Esse deslocamento ainda fica mais claro quando Agamben se volta para o “nada”, propondo-o como o “shifter supremo”, a palavra que designaria, por excelência, o funcionamento dos shifters:
Enquanto abre uma dimensão na qual existe a linguagem, mas não existem as coisas significadas, a dimensão de significado do nada se revela próxima da dos shifters, que indicam o próprio ter lugar da linguagem, a instância do discurso, independentemente do que nela é dito. Em relação a estes, ele se apresenta aliás como uma espécie de shifter supremo. (AGAMBEN, 2006 [1982], p. 101).

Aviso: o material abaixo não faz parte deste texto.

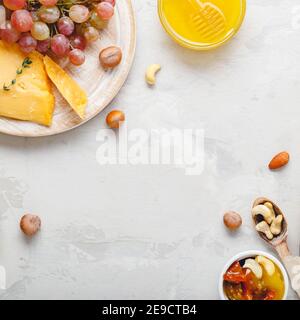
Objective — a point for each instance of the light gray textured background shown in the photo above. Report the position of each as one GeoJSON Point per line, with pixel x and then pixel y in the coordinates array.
{"type": "Point", "coordinates": [139, 232]}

Voltemos um pouco em nosso percurso: Jespersen postulava os shifters como partículas que teriam uma significação complexa e dinâmica, o mesmo estatuto que Burks (e Jakobson) releem nos termos de uma significação indexical incompleta e propensa ao erro. Agamben, porém, ao tomar os shifters como indicadores do próprio ter-lugar da linguagem - ou como sui referenciais -, toma como “shifter supremo” a completa ausência de referência. Porém o “nada”, se lido desde Jespersen, Burks e Jakobson, não apenas não é um shifter, como talvez seja a palavra que mais se afasta dessa categoria, uma vez que independe de qualquer “vínculo existencial” já que seu sentido é unicamente simbólico. Mais ainda: seguindo a linha de raciocínio dos linguistas que passamos até aqui, o “shifter supremo” de Agamben se caracterizaria como uma negativa da própria característica definidora dos shifters, isto é, a referência dinâmica e incompleta, mas não ausente, de sua significação indexical. Agamben parece tomar, nesse sentido, a inexistência de uma referência inequívoca por uma inequívoca inexistência de referência.
E aqui encontramos todo o peso da primeira interpretação do “Este verso não é para você”: um paradigma da linguagem que apenas comunica sua incomunicabilidade, seu ter lugar sem qualquer vínculo existencial, como um negativo absolutizado da referencialidade. “Este verso não é para você” seria uma maneira de dizer, para retomarmos a fórmula geral da predicação, “S não é P”: isto é, a determinação de uma predicação é sempre equívoca e o verso final de Paulo, em última instância, não é para ninguém. Trata-se, portanto, de uma linguagem que sempre diz “nada”: a liminaridade do dizer o seu ter lugar como determinação negativa de qualquer “relação existencial”.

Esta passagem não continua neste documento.